Bekommt Bayern bald den alten Davies?

Hinter Alphonso Davies liegen schwierige eineinhalb Jahre. Endlich gesund und fit, gibt es erste zarte Anzeichen, dass der Kanadier langsam der Alte wird und damit jemand, den der FC Bayern dringend benötigt.

Kanadier fit und im Aufwind

Ein kurzer Rückblick: Im März 2025 riss sich Alphonso Davies bei einem Einsatz für Kanada das rechte Kreuzband. Eine Verletzung, die ihn bis kurz vor Weihnachten zur Pause zwang. Das Comeback verlief alles andere als reibungslos, mehrere Muskelverletzungen folgten in der ersten Jahreshälfte 2026, die letzte beim Halbfinal-Aus in der Champions League gegen Paris St. Germain. 2025/26 bestritt Davies daher nur ein Bundesligaspiel über die volle Distanz, beim 2:2 in Hamburg.

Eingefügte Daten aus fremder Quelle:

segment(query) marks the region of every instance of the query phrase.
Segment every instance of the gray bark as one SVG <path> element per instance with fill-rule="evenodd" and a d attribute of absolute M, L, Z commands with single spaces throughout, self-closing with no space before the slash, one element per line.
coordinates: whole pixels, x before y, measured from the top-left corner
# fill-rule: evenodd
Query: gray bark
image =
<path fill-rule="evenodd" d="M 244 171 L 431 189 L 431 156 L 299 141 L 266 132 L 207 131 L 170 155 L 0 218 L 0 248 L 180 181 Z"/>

Damit nicht genug: Die erwähnte Verletzung gegen PSG kostete Davies weite Teile der Weltmeisterschaft und damit einen Lebenstraum. Eine weitere Heim-WM wird er nicht bekommen. Davies stand zwar im Kader der Ahornblätter, bestritt jedoch kein Gruppenspiel und kam – nach einem Kurzeinsatz im Sechzehntelfinale – auch beim Achtelfinal-Aus gegen Marokko nicht zum Einsatz. Der 25-Jährige war schlicht nicht fit, das Risiko eines weiteren Rückschlags wäre enorm gewesen, weshalb er auch nach dem Urlaub sehr dosiert in die Vorbereitung einstieg.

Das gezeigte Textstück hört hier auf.